Classic TiSpark Sunset Project

Problem:

In recent years, TiSpark has served as an indispensable component of the TiDB ecosystem, enabling seamless integration between Spark and the TiDB ecosystem. However, after careful consideration and evaluation, we have come to the difficult decision of deprecating the TiSpark Classic Architecture. This decision is driven by several important factors that we believe will ultimately benefit our users and streamline our development efforts. Let us delve into the reasons behind this initiative.

Complexity of Interfacing with TiDB Components: TiSpark interacts with various core components of the TiDB ecosystem, including PD (Placement Driver), TiKV (Key-Value Store), and TiFlash (Columnar Storage Engine). These components employ complex protocols that demand tight client-server coordination and intricate client-side logic to ensure correctness.

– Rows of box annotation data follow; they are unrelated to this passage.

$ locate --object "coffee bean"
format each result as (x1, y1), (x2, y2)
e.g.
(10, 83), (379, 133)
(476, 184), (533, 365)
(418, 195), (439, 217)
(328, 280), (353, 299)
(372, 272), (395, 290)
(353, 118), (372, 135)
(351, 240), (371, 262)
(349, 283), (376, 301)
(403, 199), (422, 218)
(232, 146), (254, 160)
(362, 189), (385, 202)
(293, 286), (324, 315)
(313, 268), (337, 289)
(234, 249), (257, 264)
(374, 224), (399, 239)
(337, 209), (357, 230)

While TiSpark as a standalone component has not seen active development, keeping pace with newer versions of PD, TiKV, and TiFlash introduces fragility and makes it challenging to maintain compatibility and reliability.
Challenges in Managed TiDB Services: The decision to bypass TiDB and establish direct connections with PD, TiKV, and TiFlash has unintentionally created difficulties when integrating TiSpark with managed TiDB services. By deprecating the classic architecture, we aim to simplify the integration process and enhance compatibility with managed TiDB services, thereby enabling a more seamless experience for our users.

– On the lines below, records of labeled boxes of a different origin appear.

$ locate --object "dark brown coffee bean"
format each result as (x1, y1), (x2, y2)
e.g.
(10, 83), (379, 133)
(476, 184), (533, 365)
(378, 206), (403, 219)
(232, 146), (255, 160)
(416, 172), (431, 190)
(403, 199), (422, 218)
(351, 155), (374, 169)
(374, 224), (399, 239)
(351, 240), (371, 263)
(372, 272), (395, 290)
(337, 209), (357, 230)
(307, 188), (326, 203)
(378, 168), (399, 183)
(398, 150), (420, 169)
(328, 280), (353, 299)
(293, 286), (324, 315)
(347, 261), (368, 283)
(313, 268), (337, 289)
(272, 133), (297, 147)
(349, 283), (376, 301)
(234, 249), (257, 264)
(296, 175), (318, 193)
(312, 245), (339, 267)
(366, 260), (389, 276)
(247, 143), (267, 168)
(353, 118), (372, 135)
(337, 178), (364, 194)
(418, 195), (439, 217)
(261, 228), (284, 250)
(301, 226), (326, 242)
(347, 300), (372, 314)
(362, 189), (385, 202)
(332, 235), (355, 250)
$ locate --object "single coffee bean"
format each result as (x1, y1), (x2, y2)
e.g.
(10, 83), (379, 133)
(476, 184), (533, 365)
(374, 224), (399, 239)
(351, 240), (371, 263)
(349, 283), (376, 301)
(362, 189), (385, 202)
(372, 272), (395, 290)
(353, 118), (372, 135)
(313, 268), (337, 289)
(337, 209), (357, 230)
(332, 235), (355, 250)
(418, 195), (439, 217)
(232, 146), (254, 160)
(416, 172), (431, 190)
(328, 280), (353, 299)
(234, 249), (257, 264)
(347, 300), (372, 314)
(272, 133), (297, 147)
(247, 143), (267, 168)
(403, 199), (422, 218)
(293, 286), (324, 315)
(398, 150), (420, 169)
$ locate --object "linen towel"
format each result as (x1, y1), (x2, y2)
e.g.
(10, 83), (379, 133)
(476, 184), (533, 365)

By deprecating the TiSpark Classic Architecture, we can refocus our development efforts on a more robust and efficient framework. This strategic shift will allow us to allocate resources to projects that offer greater value and enhanced performance, benefiting the entire TiDB community.

In conclusion, while we acknowledge the significant impact of deprecating the TiSpark Classic Architecture, this decision is driven by our commitment to delivering the best possible experience to TiDB users. We remain dedicated to maintaining forward compatibility, promoting innovation, and enhancing the efficiency of our products and services. Together, we believe we can pave the way for future advancements, enabling users to leverage the true power of the TiDB ecosystem.

Goals

Improve Reliability and Maintainability: The primary objective of deprecating the TiSpark classic architecture is to enhance the overall reliability and maintainability of the TiSpark product. By streamlining the architecture and removing the bypass TiDB logic, we can take advantage of the mature distributed TiDB service. This strategic move aims to identify and eliminate potential failure points, reducing the occurrence of system crashes and improving the platform's stability. As a result, we will deliver a more reliable and efficient user experience, ensuring that TiSpark performs optimally in demanding production environments.
Improving User Experience: One of the main goals in deprecating the TiSpark classic architecture is to enhance the overall user experience. We plan to achieve this by simplifying the configuration process and eliminating complicated network topology prerequisites. Our aim is to provide users with a more user-friendly and intuitive experience, allowing them to effortlessly set up and deploy TiSpark just like any other Spark datasources without any additional hassle. By removing unnecessary complexities, we can make it easier for newcomers to quickly get started with TiSpark and promote its widespread adoption.
Streamline Architecture and Reduce Maintenance Efforts: The deprecation of the classic architecture also aims to streamline the overall architecture of TiSpark. By removing outdated components and simplifying the system design, we can reduce the maintenance efforts required to keep TiSpark up and running. This will free up valuable resources and allow the team to focus on the most important enhancements, ultimately benefiting both the product and the end-users.
Ensure Seamless Transition: Ensuring a seamless transition from the current generation of TiSpark to the successor product is a crucial objective. We understand the importance of minimizing disruptions and inconveniences for our users during this migration process. By providing clear documentation, proactive support, and backward compatibility where possible, we aim to make the transition as smooth as possible for our existing TiSpark users, ensuring that they can continue leveraging the benefits of the new architecture without major hassle.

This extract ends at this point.